RE: standbys and unrecoverable operations

  • From: "Bobak, Mark" <Mark.Bobak@xxxxxxxxxxxxxxx>
  • To: <Josh.Collier@xxxxxxxxxxxx>, <oracle-l@xxxxxxxxxxxxx>
  • Date: Tue, 15 Nov 2005 16:59:14 -0500

Josh,
 
I'm not a standby or DataGuard expert, but, think about what the
unrecoverable change # represents.  It's the SCN at which  the last
unrecoverable operation occurred on that datafile.  So, if the primary
is ahead of the standby, that means there are operations which have
occurred on the primary which did not propogate to the standby.  This is
a corruption waiting to happen.  If you activate the standby and a
datablock is accessed that was loaded unrecoverable on the primary,
you'll encounter an ORA-26040.
 
So, I assume (don't have a standby setup handy to confirm it) that the
default safe position is that they are equal, since, when you clone from
the primary to initially create the standby, they'd (presumably) be
equal.  At that point, the only way for them to get out of sync is if
you do an unrecoverable (aka nologging) load in the primary database.
 
Corrections welcome from those with actual DG and standby experience!
;-)
 
Hope that helps,
 
-Mark
 
PS  Note that in 9i (can't remember if it was 9.0.1 or 9.2.0
intorduction) you can do ALTER DATABASE FORCE_LOGGING=TRUE; and
everything will log, even if people try to do nologging loads.
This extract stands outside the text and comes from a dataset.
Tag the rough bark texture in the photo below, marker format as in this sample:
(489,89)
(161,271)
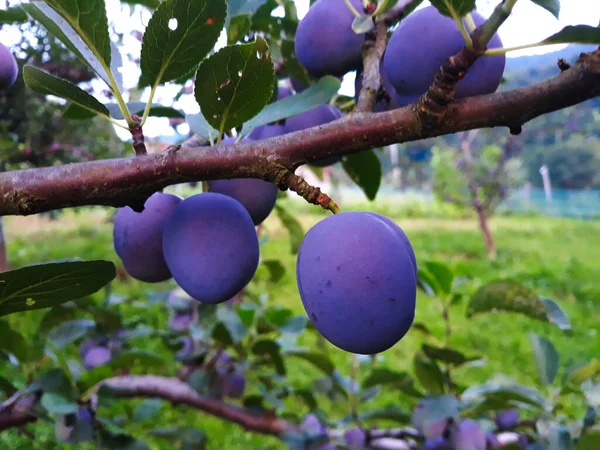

________________________________

From: oracle-l-bounce@xxxxxxxxxxxxx
[mailto:oracle-l-bounce@xxxxxxxxxxxxx] On Behalf Of Josh Collier
Sent: Tuesday, November 15, 2005 4:52 PM
To: oracle-l@xxxxxxxxxxxxx
Subject: standbys and unrecoverable operations


Greetings,
 
The Oracle documentation says that if the unrecoverable_change# for a
datafile reported (v$datafile) by the primary is greater than that
reported by the standby then you will need to recover that datafile (by
copying it over from the primary) in order to avoid block corruption
errors if the standby is activated. 
 
Does this also hold if the unrecoverable_change# are identical? 
 
have a good day,
 
Josh C.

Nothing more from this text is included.